В их свете суетливо бегали люди.
Взревел мотор джипа, и он медленно двинулся, разворачиваясь так, что лучи от фар уперлись в каменную стену и поползли по ней вбок. В их поле попал сначала первый туннель, затем второй. Когда осветился третий, раздался восторженный крик, взрыв дикой радости. Световое пятно остановилось, и стала видна низкая каменная стена перед входом в туннель. Мелькнуло чье-то белое лицо и тотчас исчезло.
О'Хара не стал задумываться над тем, кто это был. Он не мешкая заковылял к своему грузовику и влез в кабину. Вот теперь настало его время появиться на этой мрачной сцене.
Глава 9
I
Форестеру было тепло и удобно, что, впрочем, для него значило одно и то же. Странно, думал он, почему снег такой мягкий, теплый. Открыл глаза и увидел перед собой сияющую белизну. Вздохнул с огорчением и зажмурился. Да, это все же был снег. Наверное, надо было встряхнуть себя и выбраться из этой восхитительной снежной пелены, иначе он умрет, но стоит ли пытаться? Пожалуй, нет, решил он. Он поддался убаюкивающему комфорту тепла и стал тихо соскальзывать в прежнее бессознательное состояние. Лишь на секунду мелькнула мысль: «Где Родэ?» — и все исчезло.
В следующий раз, когда он очнулся и сверкающая белизна по-прежнему была перед ним, у него достало силы увидеть, что это — белизна залитой солнечным светом накрахмаленной простыни, покрывавшей его. Замигал удивленно, опять посмотрел, но свет был слишком ярок, и он зажмурился. Знал, что ему надо что-то сделать, но никак не мог вспомнить, что именно, и изо всех сил старался не заснуть вновь, пытался нащупать нить своих смутных мыслей.

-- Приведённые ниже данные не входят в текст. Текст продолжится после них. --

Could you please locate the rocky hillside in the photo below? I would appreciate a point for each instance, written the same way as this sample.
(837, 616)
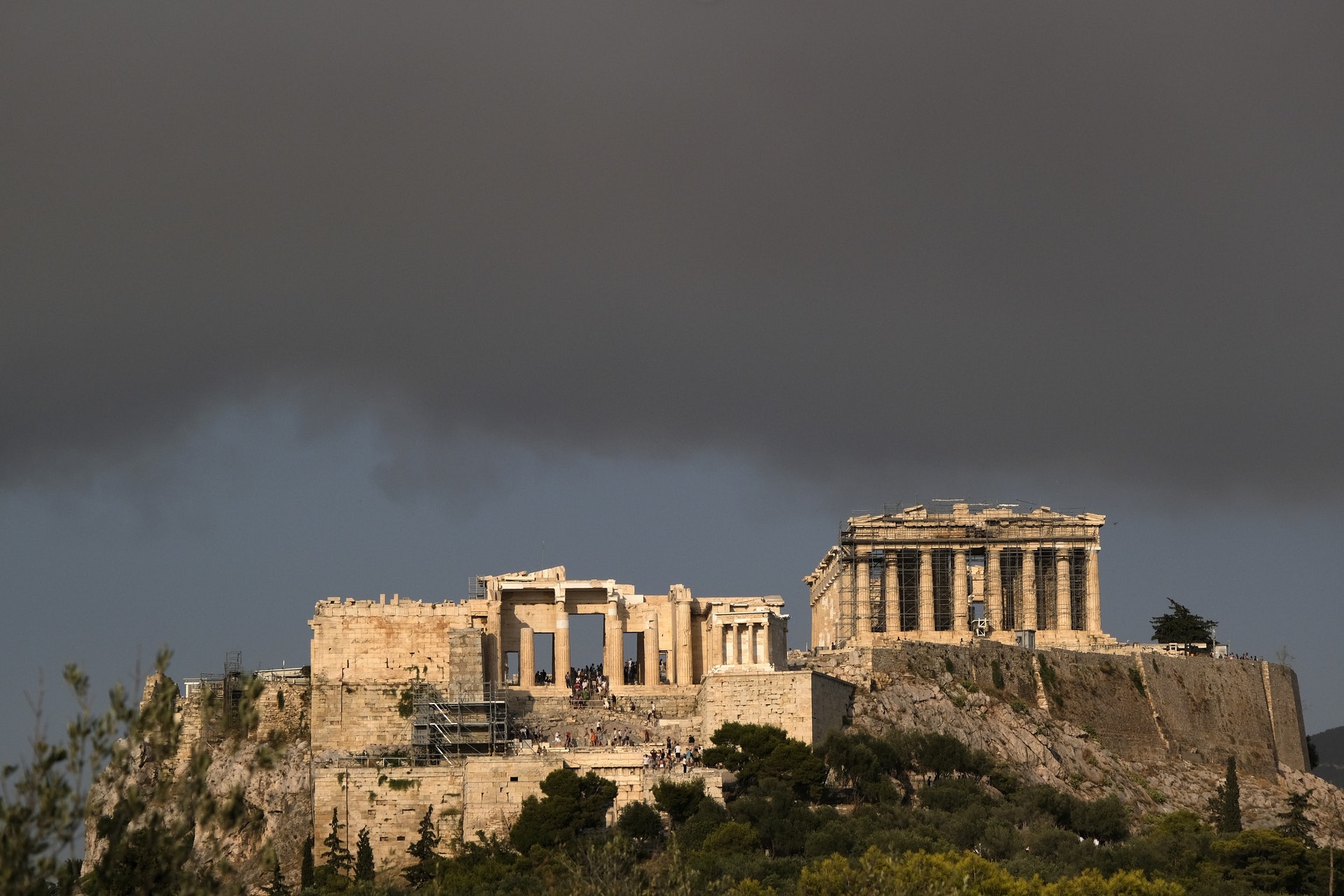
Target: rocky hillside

Но даже во сне он отчетливо ощущал ход времени и хотел любым способом остановить его, повернуть вспять. Он должен был сделать что-то исключительно важное, но нужная мысль не приходила, и он начинал метаться, стонать. Медсестра в аккуратной белой форме подходила к нему и мягким движением вытирала пот со лба.
Но он по-прежнему спал.
И вот, наконец, он проснулся, взор его уперся в потолок. Он тоже был белый, с толстыми деревянными балками. Он повернул голову и встретился с чьими-то добрыми глазами. Облизав сухие губы, прошептал:
— Что случилось?
— Не понимаю, — сказала сестра. — Пожалуйста, не говорите. Я позову врача.
Она встала и вышла из комнаты. Он проследил за ней глазами, и ему страшно захотелось, чтобы она тотчас же вернулась и рассказала, что случилось и где сейчас Родэ. При мысли о Родэ он вспомнил все — ночь в горах, бесплодные попытки найти путь к перевалу… Хотя конец их путешествия представлялся ему смутно, вспомнил, для чего затевалось это невероятное турне.
Он попытался сесть, но не было сил, и он продолжал лежать тяжело дыша. Ему казалось, что его тело весит тысячу фунтов и что его всего избили резиновыми дубинками. И что он очень, очень, очень устал.
В комнате долго никто не появлялся. Затем вошла сестра с чашкой горячего бульона. Она не дала ему говорить, а он был слишком слаб, чтобы сопротивляться, и всякий раз, когда он открывал рот, она совала ему ложку с бульоном. Питательная жидкость сразу же возымела действие, он почувствовал себя лучше и, когда съел до конца, спросил:
— А где другой человек?
— С вашим другом все будет в порядке, — сказала она по-испански и упорхнула из комнаты прежде, чем он смог раскрыть рот.
Вновь долго никто не приходил. Часов у него не было, но по положению солнца он определил, что уже полдень. Но какой же день? Сколько времени он уже тут находится? Он поднял руку, чтобы почесать грудь, где он ощущал невыносимый зуд, и понял, почему ему было так неудобно и тяжело. Кажется, он был обмотан каким-то липким пластырем.
Вошел человек и закрыл за собой дверь. Потом он сказал с американским акцентом:
— Ну, мистер Форестер, я слышал, что вам уже получше?